• Start
  • Wiadomości
  • Nie kupuj, adoptuj. Schronisko Promyk wznawia adopcje psów i kotów

Nie kupuj, adoptuj. Schronisko Promyk wznawia adopcje psów i kotów

Od poniedziałku, 25 maja, w schronisku Promyk wznowiono adopcje zwierząt. Jedną z pierwszych osób, które pojawiły się tego dnia w celu znalezienia przyjaciela na najbliższe lata, był 87-letni Józef Ul. Mężczyzna wrócił do domu bez psiaka, ale procedura adopcyjna ruszyła i wszystko wskazuje na to, że w najbliższym czasie pan Józef i Jogi zamieszkają razem. Co trzeba wiedzieć o adopcji zwierzęcia w czasie epidemii? Przeczytajcie ten artykuł.
27.05.2020
Więcej artykułów poświęconych Gdańskowi znajdziesz na stronie głównej gdansk.pl
Pan Krzysztof (po prawej) kilka lat temu zaadoptował z Promyka suczkę Lunę. Dzisiaj mężczyzna ponownie pojawił się w schronisku, by pomóc ojcu wybrać psa. 8-letni Jogi zdaje się być dobrym wyborem, bo jest opanowany i grzeczny
Pan Krzysztof (po prawej) kilka lat temu zaadoptował z Promyka suczkę Lunę. Dzisiaj mężczyzna ponownie pojawił się w schronisku, by pomóc ojcu wybrać psa. 8-letni Jogi zdaje się być właściwym wyborem. Opanowany i grzeczny pies ma być towarzyszem 87-letniego pana Józefa
Natalia Gawlik/gdansk.pl

 

Najpierw wolontariat, następnie adopcje. Schronisko Promyk małymi krokami wraca do normalnego funkcjonowania

 

Schronisko dla Bezdomnych Zwierząt Promyk było zamknięte dla interesantów przez ponad dwa miesiące.

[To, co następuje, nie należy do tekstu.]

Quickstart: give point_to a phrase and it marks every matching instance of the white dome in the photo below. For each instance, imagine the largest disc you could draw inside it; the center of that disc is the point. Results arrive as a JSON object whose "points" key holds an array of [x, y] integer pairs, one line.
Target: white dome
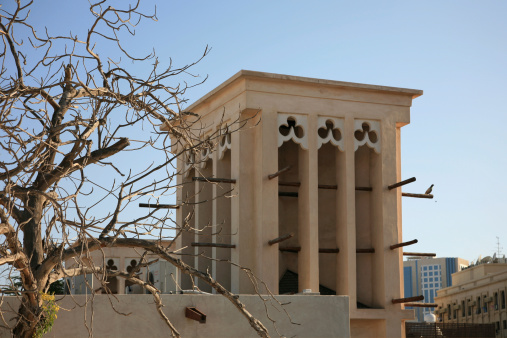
{"points": [[430, 318]]}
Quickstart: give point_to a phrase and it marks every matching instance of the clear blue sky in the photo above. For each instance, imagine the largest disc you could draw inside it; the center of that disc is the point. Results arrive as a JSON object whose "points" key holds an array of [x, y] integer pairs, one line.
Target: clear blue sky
{"points": [[456, 51]]}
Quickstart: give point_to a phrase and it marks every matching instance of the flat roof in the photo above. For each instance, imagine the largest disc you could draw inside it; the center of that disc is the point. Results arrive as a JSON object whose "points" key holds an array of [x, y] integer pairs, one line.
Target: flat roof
{"points": [[250, 73]]}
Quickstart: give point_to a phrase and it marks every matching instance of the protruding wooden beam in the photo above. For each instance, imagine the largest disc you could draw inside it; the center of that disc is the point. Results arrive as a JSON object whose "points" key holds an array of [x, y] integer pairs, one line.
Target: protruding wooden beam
{"points": [[289, 184], [281, 238], [407, 299], [321, 186], [158, 206], [288, 194], [419, 254], [290, 249], [214, 180], [399, 245], [193, 313], [279, 172], [370, 250], [399, 184], [328, 186], [421, 304], [214, 245], [329, 250], [407, 194], [296, 249]]}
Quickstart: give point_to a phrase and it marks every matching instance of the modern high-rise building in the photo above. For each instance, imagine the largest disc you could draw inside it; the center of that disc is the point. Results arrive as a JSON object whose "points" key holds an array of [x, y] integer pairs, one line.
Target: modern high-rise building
{"points": [[424, 276]]}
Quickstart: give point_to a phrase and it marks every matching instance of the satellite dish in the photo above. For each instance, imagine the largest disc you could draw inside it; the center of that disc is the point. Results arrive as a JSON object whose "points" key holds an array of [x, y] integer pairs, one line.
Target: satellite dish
{"points": [[486, 260], [430, 318]]}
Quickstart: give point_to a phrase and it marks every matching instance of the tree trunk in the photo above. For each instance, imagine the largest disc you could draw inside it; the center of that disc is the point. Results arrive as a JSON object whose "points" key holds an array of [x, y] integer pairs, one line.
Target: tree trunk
{"points": [[32, 237], [27, 320]]}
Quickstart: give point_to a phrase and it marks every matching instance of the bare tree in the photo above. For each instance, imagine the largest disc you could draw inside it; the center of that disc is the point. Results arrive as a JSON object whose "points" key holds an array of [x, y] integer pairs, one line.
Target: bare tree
{"points": [[71, 117]]}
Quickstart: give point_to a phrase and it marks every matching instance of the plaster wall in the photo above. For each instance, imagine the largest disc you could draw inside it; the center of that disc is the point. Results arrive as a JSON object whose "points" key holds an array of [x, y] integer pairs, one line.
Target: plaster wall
{"points": [[343, 218], [477, 296], [319, 316]]}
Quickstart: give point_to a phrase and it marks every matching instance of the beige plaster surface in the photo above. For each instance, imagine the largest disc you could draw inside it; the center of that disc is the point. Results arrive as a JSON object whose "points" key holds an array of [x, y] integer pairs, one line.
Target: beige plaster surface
{"points": [[318, 316], [343, 218], [487, 282]]}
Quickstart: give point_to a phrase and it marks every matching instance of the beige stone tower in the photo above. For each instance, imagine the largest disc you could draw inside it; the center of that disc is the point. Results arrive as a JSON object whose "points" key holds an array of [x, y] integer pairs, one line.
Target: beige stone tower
{"points": [[338, 147]]}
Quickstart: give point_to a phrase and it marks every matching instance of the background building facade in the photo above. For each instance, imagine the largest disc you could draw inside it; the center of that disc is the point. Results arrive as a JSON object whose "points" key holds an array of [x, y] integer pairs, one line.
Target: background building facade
{"points": [[424, 276], [477, 295], [337, 147]]}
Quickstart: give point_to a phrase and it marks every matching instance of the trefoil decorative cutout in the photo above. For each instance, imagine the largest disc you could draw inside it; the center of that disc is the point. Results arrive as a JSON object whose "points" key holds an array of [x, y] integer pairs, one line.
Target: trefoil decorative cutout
{"points": [[367, 132], [223, 145], [188, 162], [205, 156], [330, 129], [293, 127]]}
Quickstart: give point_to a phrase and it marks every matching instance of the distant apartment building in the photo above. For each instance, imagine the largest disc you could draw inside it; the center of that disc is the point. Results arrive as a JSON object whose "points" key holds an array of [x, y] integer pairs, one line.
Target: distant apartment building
{"points": [[477, 295], [424, 276]]}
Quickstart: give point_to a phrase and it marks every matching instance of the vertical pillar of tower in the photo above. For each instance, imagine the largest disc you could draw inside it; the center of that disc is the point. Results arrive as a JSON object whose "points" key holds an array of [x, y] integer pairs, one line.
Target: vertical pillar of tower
{"points": [[203, 220], [308, 258], [346, 234], [197, 187], [179, 212], [215, 221], [390, 214], [398, 207], [243, 207], [267, 219], [346, 222]]}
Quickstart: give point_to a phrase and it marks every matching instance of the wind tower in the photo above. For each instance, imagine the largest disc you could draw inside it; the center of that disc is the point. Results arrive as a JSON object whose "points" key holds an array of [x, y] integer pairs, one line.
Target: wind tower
{"points": [[306, 194]]}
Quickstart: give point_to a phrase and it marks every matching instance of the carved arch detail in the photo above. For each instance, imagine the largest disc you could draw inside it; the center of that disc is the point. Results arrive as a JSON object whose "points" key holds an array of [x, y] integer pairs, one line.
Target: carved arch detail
{"points": [[367, 132], [330, 129], [293, 127]]}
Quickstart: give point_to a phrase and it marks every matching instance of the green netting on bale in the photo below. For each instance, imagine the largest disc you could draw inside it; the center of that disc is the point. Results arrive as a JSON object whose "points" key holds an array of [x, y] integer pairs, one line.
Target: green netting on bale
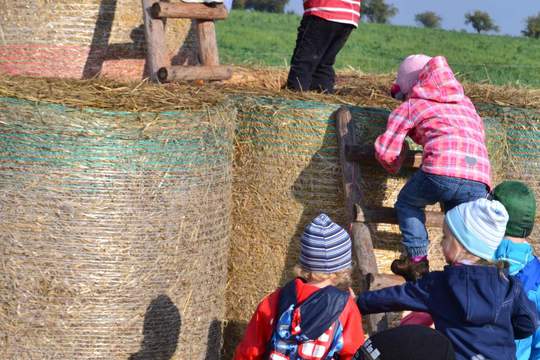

W tym czasie wydawane były tylko zwierzęta, które zgłubiły się właścicielom. Od poniedziałku 18 maja w Promyku znowu pomagać mogą wolontariusze, tydzień później, czyli 25 maja wznowiono procedury adopcyjne. 

- Zainteresowanie jest duże, w minioną sobotę odebrałem około stu telefonów z zapytaniami o adopcje - mówi Piotr Świniarski, kierownik Schroniska dla Bezdomnych Zwierząt Promyk. - Aktualnie jest kolejka, umawiamy chętnych na pierwsze wizyty przedadopcyjne, ale trzeba uzbroić się w cierpliwość. 

 

Krok 1 - telefon do schroniska 58 522-37-80

Schronisko jest nadal zamknięte dla gości. Na teren obiektu wpuszczane są wyłącznie osoby, które umówione były telefonicznie. Jedną z tych osób, w poniedziałek 25 maja, był pan Józef Ul. Do schroniska zadzwonił dwa tygodnie temu, ponieważ podjął decyzję o zaadoptowania psa. 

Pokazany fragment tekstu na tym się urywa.